As well as creating a physical deterrent around the home itself, individuals can help protect themselves by lowering their profile online, for example removing themselves from the electoral roll and avoiding posting pictures displaying their level of wealth or their current location. There have been several documented instances of burglaries coinciding with social media posts stating an upcoming holiday, and simply by being more aware of one’s online privacy settings / posts can help lower an online profile significantly.
Issues surrounding one’s exposure online also ties into issues surrounding insurance. With insurance providers taking on more risk, they are expecting their client to be more aware of their own security. Posts of expensive items on social media or clear indications of holiday dates can be seen by insurance companies as raising risk to unacceptable levels, and they may simply refuse to pay a claim if a client can be proved to have ‘brought the risk upon themselves’.
Though private firms have always been available to help assist families, companies and individuals in investigating crimes, such as burglary, there was an expectation in years past that this was largely the job of the police. With the police pulling back, however, the role of private groups in investigating crime and bringing cases against criminals has expanded considerably. These agencies are called in to assist interested parties, post burglary, and work closely with them to run an investigation in order to help catch a potential suspect or achieve some manner of recovery. The key factor regarding an investigation is speed. The quicker a victim of crime is able to have investigators on scene and the task moving forward, the more likely the chances of a successful result. Everything from forensics to CCTV examination can be made available to clients with the aim of being able to produce a report that can be submitted to the CPS in order to help them pursue a case in court.

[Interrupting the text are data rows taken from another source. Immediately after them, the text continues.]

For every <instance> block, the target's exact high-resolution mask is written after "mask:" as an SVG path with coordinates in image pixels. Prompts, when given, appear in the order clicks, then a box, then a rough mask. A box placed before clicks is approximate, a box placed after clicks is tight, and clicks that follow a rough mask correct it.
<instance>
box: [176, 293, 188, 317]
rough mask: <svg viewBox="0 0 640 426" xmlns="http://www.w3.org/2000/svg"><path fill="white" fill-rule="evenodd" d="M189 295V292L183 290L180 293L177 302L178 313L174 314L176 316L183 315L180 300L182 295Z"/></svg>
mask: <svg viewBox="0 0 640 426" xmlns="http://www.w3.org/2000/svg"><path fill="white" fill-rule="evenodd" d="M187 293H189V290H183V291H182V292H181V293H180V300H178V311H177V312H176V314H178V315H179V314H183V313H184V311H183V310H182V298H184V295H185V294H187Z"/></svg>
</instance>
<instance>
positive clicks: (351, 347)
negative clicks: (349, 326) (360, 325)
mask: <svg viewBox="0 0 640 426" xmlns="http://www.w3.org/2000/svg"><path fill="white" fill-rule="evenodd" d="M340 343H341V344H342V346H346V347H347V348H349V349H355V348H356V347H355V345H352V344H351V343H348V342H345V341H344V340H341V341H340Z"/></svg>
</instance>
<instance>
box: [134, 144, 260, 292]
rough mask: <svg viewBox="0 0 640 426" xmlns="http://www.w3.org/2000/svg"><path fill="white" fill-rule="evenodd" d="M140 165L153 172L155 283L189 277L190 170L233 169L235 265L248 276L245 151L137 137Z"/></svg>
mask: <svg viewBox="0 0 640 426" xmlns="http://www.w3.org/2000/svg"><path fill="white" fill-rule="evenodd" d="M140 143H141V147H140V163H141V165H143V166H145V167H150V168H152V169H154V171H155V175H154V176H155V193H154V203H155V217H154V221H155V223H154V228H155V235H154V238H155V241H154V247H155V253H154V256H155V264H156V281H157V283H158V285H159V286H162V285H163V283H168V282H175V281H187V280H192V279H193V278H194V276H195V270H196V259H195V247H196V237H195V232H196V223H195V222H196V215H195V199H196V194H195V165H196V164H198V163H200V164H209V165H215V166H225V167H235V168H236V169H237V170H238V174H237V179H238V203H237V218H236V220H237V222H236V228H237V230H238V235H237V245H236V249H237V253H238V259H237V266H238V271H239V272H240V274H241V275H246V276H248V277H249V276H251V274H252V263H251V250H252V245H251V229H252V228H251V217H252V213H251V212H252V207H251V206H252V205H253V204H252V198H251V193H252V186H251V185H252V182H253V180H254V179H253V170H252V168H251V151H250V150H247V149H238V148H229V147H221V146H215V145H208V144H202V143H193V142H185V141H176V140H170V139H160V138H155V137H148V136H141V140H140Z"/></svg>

Regardless of how one feels about the current shrinking nature of the state, the fact remains that the current situation is unlikely to change. Should a Labour government win the next general election (normally a sure sign of increased government spending) there still seems little chance of change. The economic turmoil generated from Brexit and the current unstable nature of world affairs would mean that even an extremely competent administration, under any party, would struggle. There may come a time when the state grows once more and policing can resume its abandoned roles, but until that point homeowners should consider their home security and make sure to check their insurance.